Shortest example of code that is compiled and increasing the optimization level makes it take longer



Just curious if someone can provide a short example of code that causes a compiler's optimizer to behave incorrectly:

  • without optimization (or at lower optimization), code takes X seconds to run
  • with optimization (or at higher optimization), code takes Y seconds to run where Y > X

In other words, the optimizer's cost model causes it to make a poor decision with a specific case, even though (presumably) it makes good decisions in general.

This is meant for C (with gcc the comparisons should be between -O0, -O1, -O2, -O3 in increasing order of optimization), but any compiled language should work.

C (gcc 6.2.0-5ubuntu12 x86_64), 58 bytes

typedef struct{long a,b}s;s f(long*c){return(s){*c,c[1]};}

Compiled with -O1, we get the following assembly code (minus boilerplate):

    movq    8(%rdi), %rdx
    movq    (%rdi), %rax

With -O3, it looks like this:

    movdqu  (%rdi), %xmm0
    movaps  %xmm0, -24(%rsp)
    movq    -24(%rsp), %rax
    movq    -16(%rsp), %rdx

This is obviously worse (the first version copies from memory to registers directly, the second version copies from memory into the wrong register, back into scratch space in memory, and then from there into the correct registers, which is just doing more work for no gain).
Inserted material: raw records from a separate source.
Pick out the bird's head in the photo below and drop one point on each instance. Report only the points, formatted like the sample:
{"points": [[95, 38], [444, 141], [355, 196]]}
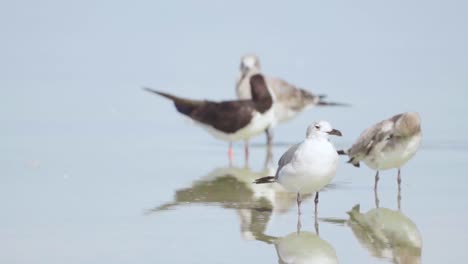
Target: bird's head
{"points": [[249, 62], [322, 129]]}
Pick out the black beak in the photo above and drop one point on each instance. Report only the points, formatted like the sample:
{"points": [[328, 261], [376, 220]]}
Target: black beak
{"points": [[335, 132]]}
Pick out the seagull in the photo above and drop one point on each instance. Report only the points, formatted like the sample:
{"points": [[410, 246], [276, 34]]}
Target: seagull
{"points": [[230, 120], [387, 145], [289, 99], [309, 166]]}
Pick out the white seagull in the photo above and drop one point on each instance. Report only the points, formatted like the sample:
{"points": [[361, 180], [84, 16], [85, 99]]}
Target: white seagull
{"points": [[289, 100], [388, 144], [309, 166], [230, 120]]}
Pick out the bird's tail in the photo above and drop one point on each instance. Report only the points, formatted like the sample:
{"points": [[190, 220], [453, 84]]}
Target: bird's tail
{"points": [[267, 179], [341, 152], [319, 99], [322, 102], [184, 106], [168, 96]]}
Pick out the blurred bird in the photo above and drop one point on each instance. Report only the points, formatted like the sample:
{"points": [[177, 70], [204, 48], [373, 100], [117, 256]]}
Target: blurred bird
{"points": [[230, 120], [289, 100], [309, 166], [388, 144]]}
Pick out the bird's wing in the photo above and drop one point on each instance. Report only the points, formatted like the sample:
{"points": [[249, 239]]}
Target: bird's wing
{"points": [[227, 116], [370, 138], [291, 96], [287, 157]]}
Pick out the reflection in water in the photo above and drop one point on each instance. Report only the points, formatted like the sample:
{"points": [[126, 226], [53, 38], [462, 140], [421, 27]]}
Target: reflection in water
{"points": [[232, 188], [387, 234], [304, 247]]}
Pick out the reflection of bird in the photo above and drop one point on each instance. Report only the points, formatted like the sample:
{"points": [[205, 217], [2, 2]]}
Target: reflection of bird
{"points": [[289, 99], [388, 144], [387, 234], [304, 247], [232, 188], [309, 166], [230, 120]]}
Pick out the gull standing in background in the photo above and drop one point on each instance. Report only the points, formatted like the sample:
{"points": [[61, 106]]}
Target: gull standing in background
{"points": [[289, 100], [387, 145], [309, 166], [230, 120]]}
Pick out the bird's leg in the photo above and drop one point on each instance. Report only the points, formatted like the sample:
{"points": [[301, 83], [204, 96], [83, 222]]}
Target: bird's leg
{"points": [[399, 189], [316, 213], [299, 201], [299, 224], [246, 149], [269, 157], [375, 190], [230, 152], [269, 134]]}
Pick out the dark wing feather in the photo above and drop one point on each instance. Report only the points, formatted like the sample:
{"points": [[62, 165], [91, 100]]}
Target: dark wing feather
{"points": [[227, 116], [286, 158]]}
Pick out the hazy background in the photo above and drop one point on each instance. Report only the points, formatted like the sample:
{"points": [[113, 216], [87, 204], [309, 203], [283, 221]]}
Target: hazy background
{"points": [[85, 151]]}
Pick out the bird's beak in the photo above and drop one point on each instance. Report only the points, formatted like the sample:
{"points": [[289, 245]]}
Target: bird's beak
{"points": [[335, 132]]}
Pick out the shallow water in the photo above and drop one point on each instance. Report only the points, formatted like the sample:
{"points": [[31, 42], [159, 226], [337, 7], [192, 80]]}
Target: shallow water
{"points": [[94, 170], [78, 197]]}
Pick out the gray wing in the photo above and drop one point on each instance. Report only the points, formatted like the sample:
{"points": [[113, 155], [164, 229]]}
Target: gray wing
{"points": [[291, 96], [286, 158], [369, 139]]}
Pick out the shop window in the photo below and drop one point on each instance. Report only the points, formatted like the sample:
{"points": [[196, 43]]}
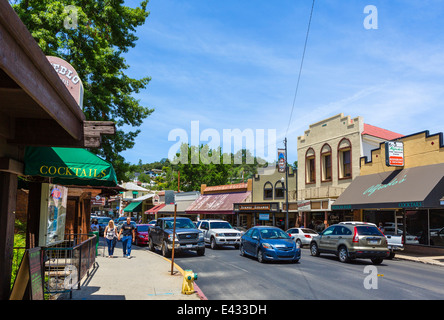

This is a pretty longstanding example of a silly gcc miscompilation. In older versions of gcc, the -O3 code was even worse (containing a full function setup/teardown sequence, stack protection checks, and the like); it seems to have improved somewhat in the more recent versions.

Incidentally, clang produces code almost identical to gcc's -O1 at any positive optimization level (the only difference is that sometimes the two assignments are done in the other order).